Can I run Phi-3 Medium 14B on NVIDIA H100 PCIe?

check_circle
Perfect
Yes, you can run this model!
GPU VRAM
80.0GB
Required
28.0GB
Headroom
+52.0GB

VRAM Usage

0GB 35% used 80.0GB

Performance Estimate

Tokens/sec ~78.0
Batch size 18
Context 128000K

info Technical Analysis

The NVIDIA H100 PCIe, with its substantial 80GB of HBM2e VRAM and 2.0 TB/s memory bandwidth, is exceptionally well-suited for running the Phi-3 Medium 14B model. Phi-3 Medium 14B, requiring 28GB of VRAM in FP16 precision, leaves a significant 52GB of VRAM headroom on the H100. This ample headroom not only ensures smooth operation but also allows for larger batch sizes and longer context lengths, maximizing throughput. The H100's 14592 CUDA cores and 456 Tensor Cores further contribute to efficient computation, accelerating both inference and training tasks.

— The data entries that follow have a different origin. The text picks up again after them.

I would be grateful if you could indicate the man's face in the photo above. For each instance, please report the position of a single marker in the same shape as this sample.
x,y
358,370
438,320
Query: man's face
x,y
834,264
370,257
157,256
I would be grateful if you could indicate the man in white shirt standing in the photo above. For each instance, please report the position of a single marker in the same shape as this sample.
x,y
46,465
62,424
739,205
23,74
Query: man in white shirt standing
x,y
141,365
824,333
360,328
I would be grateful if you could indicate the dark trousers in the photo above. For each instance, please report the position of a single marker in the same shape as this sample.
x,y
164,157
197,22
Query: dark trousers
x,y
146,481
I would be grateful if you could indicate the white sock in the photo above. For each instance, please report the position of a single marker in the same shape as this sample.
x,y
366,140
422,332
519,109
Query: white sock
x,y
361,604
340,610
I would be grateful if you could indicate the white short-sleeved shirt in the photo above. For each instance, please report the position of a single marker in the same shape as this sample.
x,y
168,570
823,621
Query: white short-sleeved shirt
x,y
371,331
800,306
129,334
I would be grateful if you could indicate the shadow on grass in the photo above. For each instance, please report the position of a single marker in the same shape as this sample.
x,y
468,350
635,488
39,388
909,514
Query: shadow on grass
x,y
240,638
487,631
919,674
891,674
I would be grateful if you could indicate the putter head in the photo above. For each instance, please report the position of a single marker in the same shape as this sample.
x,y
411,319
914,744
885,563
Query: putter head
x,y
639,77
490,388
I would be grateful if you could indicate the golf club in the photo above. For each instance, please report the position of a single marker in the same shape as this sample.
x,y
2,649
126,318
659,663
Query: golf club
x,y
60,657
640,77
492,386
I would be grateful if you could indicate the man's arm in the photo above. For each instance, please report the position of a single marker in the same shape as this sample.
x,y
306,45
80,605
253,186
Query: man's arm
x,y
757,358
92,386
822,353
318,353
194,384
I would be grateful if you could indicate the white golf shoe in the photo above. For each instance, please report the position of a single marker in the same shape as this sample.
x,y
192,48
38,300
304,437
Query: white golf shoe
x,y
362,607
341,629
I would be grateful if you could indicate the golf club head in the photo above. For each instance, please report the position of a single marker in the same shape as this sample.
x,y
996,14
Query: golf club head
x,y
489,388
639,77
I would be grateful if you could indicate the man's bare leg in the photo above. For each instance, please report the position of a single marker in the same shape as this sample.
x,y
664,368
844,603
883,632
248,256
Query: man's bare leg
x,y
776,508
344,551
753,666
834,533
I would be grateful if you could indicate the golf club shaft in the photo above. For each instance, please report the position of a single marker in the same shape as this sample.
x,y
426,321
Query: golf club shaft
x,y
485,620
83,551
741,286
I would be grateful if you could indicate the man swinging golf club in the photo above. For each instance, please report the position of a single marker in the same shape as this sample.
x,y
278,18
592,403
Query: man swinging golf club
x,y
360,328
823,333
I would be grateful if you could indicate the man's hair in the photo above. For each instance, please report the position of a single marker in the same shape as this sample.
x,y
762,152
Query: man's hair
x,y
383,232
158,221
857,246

The high memory bandwidth of the H100 is crucial for feeding the GPU cores with the necessary data, preventing bottlenecks and ensuring optimal utilization of the available compute resources. This is particularly important for large language models like Phi-3 Medium 14B, which are memory-intensive. The combination of abundant VRAM and high memory bandwidth enables the H100 to handle the model's parameters and activations with ease, leading to faster inference times and improved overall performance. The Hopper architecture provides additional optimizations for transformer models, further enhancing the efficiency of the setup.

lightbulb Recommendation

Given the H100's capabilities, users should aim to maximize batch size and context length to fully utilize the available resources. Experiment with different inference frameworks like vLLM or text-generation-inference to find the best balance between latency and throughput. Quantization to INT8 or even lower precisions could further improve performance without significant loss in accuracy, allowing for even larger batch sizes. However, FP16 should provide excellent performance and quality to start with. Monitor GPU utilization to ensure the H100 is being fully utilized; if not, increase batch size or context length until utilization plateaus.

tune Recommended Settings

Batch_Size
18 (start point, increase until GPU utilization i…
Context_Length
128000
Other_Settings
['Enable CUDA graph capture', 'Use TensorRT for further optimization', 'Experiment with different attention mechanisms']
Inference_Framework
vLLM or text-generation-inference
Quantization_Suggested
INT8 (optional, for further performance gains)

help Frequently Asked Questions

Is Phi-3 Medium 14B (14.00B) compatible with NVIDIA H100 PCIe? expand_more
Yes, Phi-3 Medium 14B is fully compatible with the NVIDIA H100 PCIe, with ample VRAM and processing power.
What VRAM is needed for Phi-3 Medium 14B (14.00B)? expand_more
Phi-3 Medium 14B requires approximately 28GB of VRAM when using FP16 precision.
How fast will Phi-3 Medium 14B (14.00B) run on NVIDIA H100 PCIe? expand_more
You can expect approximately 78 tokens/sec with a batch size of 18. Performance may vary depending on the inference framework and specific settings used.